Here are some pictures:
Lydia helped me pack!
And the girls had a dance party while I packed (and paused to take pictures):
Abe left for D.C. today, and having him gone brought back all the memories I have from his last job. I had completely forgotten what it was like staring down an evening alone in the house with the kids, but to my delight, what happened tonight is nothing like the monotony I recall from being alone during Abe’s Guardsmark trips.
The girls and I cuddled up on the couch and binge watched The Living Scriptures videos, I fed them dinner at 3:30 pm (much more in sync with their actual hunger cycle, but normally I have to time their meals so we can have a family dinner with Abe), played with them, read to them, showered, got everyone ready for bed, read scriptures with them, prayed–and voila! 8 pm bedtime happened for the first time in six months.
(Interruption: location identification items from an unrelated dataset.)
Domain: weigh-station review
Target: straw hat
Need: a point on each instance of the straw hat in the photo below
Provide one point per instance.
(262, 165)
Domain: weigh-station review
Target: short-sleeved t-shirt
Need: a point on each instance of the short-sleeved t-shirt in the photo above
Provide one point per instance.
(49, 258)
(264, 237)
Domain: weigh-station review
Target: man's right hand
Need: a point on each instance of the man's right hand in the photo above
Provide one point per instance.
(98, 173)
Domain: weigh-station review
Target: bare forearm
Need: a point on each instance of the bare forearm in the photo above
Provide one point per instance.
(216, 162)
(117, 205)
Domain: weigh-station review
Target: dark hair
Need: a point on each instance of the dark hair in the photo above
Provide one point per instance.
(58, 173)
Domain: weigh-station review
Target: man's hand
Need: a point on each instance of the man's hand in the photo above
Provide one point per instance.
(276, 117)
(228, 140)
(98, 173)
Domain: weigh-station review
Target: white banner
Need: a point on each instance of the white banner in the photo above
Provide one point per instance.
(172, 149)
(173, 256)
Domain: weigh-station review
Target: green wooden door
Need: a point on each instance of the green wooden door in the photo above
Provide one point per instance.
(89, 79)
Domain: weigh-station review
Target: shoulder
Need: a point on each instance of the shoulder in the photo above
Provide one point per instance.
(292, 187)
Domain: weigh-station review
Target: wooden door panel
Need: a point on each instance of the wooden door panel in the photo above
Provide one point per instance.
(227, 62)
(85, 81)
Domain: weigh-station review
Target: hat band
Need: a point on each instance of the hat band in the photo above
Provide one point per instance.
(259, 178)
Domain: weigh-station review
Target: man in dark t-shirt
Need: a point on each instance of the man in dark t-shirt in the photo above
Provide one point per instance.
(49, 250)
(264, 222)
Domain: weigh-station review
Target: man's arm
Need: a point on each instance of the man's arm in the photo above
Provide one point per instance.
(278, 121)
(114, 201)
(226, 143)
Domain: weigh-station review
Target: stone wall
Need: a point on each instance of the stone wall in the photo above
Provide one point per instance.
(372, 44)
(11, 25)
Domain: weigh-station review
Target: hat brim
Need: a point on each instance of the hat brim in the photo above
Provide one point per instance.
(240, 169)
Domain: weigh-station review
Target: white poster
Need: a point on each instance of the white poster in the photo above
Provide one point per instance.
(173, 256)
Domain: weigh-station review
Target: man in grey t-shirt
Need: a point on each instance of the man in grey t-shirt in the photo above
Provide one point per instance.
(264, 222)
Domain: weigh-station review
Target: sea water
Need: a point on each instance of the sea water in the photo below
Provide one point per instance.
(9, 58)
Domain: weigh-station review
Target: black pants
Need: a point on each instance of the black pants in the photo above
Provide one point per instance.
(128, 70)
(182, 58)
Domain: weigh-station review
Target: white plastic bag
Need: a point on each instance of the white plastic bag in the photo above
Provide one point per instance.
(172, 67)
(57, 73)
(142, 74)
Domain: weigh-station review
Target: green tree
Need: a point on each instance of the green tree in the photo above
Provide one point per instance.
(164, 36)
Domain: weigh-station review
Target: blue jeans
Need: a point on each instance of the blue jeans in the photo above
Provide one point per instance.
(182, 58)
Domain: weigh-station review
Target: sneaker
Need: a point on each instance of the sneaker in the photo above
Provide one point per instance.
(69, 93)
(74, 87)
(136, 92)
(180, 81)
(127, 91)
Daylight savings helped, but still. It felt great to be back on track.
Then I updated my family tree with some information I got from the Philippine Jesuits and watched this video about a million times. I discovered it a couple days ago and can’t stop watching it. My heart feels so full and achy each time I watch. I guess Chicago will always feel like my authentic home, even though I am genuinely happy to have adopted Utah for the–indefinite–future.
I spent the morning: babysitting Max and Sophia while Misty went to the doctor, folding laundry, doing errands, packing boxes, babysitting Ada while Liv got allergy tests, and feeding everyone multiple times.
Then I napped.
After that, we went to SmashBurger to meet up with Abe before my midterm. We all had black bean burgers with their amazing fries and milkshakes. That buoyed me up for my midterm. (Abe took pictures, but they’re on his phone and I don’t want to disturb him–he’s asleep!)
My midterm went better today. At least I didn’t propose cheating to my bench mate. I honestly feel so ashamed that I did that yesterday, and I am so, so grateful I regained my sanity in time to not go through with the plan.
I had a primary presidency meeting at the dinosaur play area of the mall this morning, but other than that, I stayed home with the kiddos all day. At the very end of the day, I ran outside and changed the car seats so Abe and I could switch cars. When I came in with the second car seat, I discovered Lydia buckling a happy Mary up in her seat.
Then I went to class for midterms. It was the most stressful test I’ve had so far! I had to remake several things and I almost asked my teammate to let me pass off her extra pie dough as my own, but I stopped myself mid-proposal. It is really sad that I would trade my principles for pie dough, but in the moment, I felt quite desperate. However, I stopped myself and rushed through re-making my own dough. Integrity (sort of) saved.
The only thing that I made that kind of came out were these rolls. I was too impatient to wait for the teacher to show me how to knot them, so their shape is wonky.